Vuela Palabra

Sobre Ofidias. En otra piel serán las mismas marcas-Poemario de Valeria Guzmán Pérez

La poeta y traductora Andrea Muriel nos presenta una reseña de Ofidias. En otra piel serán las mismas marcas. En ella se reflexiona sobre la forma de abordar lo femenino y lo cotidiano de Valeria Guzmán Pérez, así como su exploración de la lengua al hablar de serpientes, cerezas y golondrinas. Ofidias, además de haber ganado el Premio Nacional de Poesía Tijuana 2019, es candidato al Premio RAE 2020.

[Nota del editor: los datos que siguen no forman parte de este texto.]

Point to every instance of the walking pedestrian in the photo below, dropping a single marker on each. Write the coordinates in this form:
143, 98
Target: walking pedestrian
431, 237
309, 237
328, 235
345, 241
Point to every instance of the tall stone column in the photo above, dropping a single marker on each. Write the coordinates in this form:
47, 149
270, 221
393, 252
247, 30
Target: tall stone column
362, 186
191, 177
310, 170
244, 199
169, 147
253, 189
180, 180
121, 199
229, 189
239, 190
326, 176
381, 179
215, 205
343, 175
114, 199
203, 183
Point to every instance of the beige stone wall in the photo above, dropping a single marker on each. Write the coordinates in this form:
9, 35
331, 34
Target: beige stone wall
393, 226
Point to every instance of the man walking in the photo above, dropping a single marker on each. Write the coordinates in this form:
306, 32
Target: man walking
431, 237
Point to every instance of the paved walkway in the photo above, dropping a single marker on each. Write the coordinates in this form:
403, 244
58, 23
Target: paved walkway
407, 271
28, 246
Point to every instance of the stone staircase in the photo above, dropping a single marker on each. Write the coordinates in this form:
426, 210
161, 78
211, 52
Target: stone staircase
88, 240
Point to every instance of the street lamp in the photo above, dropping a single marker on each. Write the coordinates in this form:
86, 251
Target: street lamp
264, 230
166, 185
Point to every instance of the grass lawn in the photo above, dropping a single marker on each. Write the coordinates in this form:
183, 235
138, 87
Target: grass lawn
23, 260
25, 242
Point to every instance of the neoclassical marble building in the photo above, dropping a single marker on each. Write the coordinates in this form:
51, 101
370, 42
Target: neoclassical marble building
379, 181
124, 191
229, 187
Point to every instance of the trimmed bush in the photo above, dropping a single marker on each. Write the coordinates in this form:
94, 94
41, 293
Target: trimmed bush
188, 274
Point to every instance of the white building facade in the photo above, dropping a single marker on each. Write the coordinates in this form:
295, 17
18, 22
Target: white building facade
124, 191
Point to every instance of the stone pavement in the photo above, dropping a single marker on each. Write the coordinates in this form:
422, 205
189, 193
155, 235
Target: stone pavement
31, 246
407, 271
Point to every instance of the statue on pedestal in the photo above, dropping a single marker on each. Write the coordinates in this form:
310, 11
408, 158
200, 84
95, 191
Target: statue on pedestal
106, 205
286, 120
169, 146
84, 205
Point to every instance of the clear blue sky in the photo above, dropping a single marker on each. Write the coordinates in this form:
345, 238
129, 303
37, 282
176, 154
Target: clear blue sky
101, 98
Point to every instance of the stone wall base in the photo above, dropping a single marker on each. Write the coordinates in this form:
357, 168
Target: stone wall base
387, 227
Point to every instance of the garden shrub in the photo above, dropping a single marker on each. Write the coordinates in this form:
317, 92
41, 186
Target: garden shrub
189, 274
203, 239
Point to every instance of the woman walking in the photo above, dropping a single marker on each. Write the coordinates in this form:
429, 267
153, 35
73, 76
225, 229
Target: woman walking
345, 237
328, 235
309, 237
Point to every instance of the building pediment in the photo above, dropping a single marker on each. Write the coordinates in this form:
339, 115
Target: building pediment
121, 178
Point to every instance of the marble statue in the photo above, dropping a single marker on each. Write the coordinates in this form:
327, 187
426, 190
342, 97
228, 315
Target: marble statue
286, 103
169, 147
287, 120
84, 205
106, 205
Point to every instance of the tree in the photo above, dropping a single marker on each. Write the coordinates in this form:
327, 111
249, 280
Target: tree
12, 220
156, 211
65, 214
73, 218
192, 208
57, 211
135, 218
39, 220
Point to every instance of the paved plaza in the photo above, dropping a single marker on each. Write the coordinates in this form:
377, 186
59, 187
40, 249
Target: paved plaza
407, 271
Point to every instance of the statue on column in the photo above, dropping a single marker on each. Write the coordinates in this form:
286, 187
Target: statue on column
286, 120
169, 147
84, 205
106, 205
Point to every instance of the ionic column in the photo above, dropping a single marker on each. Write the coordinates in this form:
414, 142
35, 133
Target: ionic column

Las serpientes son seres que se arrastran sigilosamente y atacan, antes de que nadie se dé cuenta; seducen a su presa con movimientos continuos y calculados. Algo así sucede con Ofidias, el poemario de Valeria Guzmán Pérez que ganó el Premio Nacional de Poesía Tijuana 2019, aún cuando es distinto a los poemarios que suelen ser premiados por este tipo de certámenes: no es un libro redondo, con unidad temática y estilística, que trata temas “trascendentales”. Más bien se trata de muchos libros en uno, con la característica de la fragmentación, que aborda distintos intereses e incluso diferentes registros. El libro de Valeria es profundamente femenino, lo cual implica una ruptura con la hegemonía de los temas “importantes”. Respecto a esta importancia de unos temas sobre otros, ya desde 1929, Virginia Woolf en A Room of One’s Own, afirma que:

Naturalmente, los valores de las mujeres difieren con frecuencia de los valores [de los hombres]. Sin embargo, son los valores masculinos los que predominan. Hablando crudamente, el fútbol y el resto de deportes son “importantes”; la adoración por la moda, la compra de ropa, “triviales”. Y estos valores se transfieren inevitablemente de la vida a la ficción. Este libro es importante, da por sentado el crítico, puesto que aborda el tema de la guerra. Este libro es insignificante porque trata sobre los sentimientos de unas mujeres sentadas en la sala de estar. Una escena que transcurre en un campo de batalla es más importante que una escena que tiene lugar en una tienda.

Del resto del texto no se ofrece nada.